Question

A research team conducted a critical study, and using the data they gathered in their random experiment, a 95% confidence interval for the population mean was constructed. The team was not happy with the result because they felt the margin of error was much too large. All other things being equal, if they were to repeat the study, what could they do to reduce the margin of error

Answer 1

Increasing sample size (n), decreasing the standard deviation or decreasing the confidence level will reduce the margin of error.

Explanation:

The (1 - α)% confidence interval for population mean μ is:

`CI=\bar x\pm CV* (SD)/(√(n))`

The margin of error for this interval is:

`MOE=CV* (SD)/(√(n))`

So, the factors affecting the margin of error are:

• Confidence level
• Standard deviation
• Sample size

It is provided that the team was not happy with the result of the 95% confidence interval constructed, because they felt the margin of error was much too large.

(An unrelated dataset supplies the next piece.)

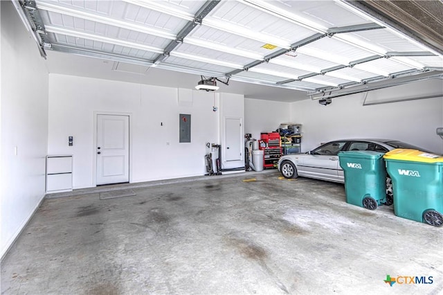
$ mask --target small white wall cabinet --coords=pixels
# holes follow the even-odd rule
[[[46,156],[46,193],[72,190],[72,155]]]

To reduce the margin of error:

• Increase the sample size.

Since the sample is inversely proportional to the margin of error, increasing the value of n will decrease the MOE.

• Decrease the standard deviation.

The standard deviation is directly proportional to the margin of error. On decreasing the standard deviation value the MOE of the interval will also decrease.

• Decrease the confidence level.

The critical value of the distribution is based on the confidence level. Higher the confidence level, higher will be critical value.

So, on deceasing the confidence level the critical value will decrease, hence decreasing the margin of error.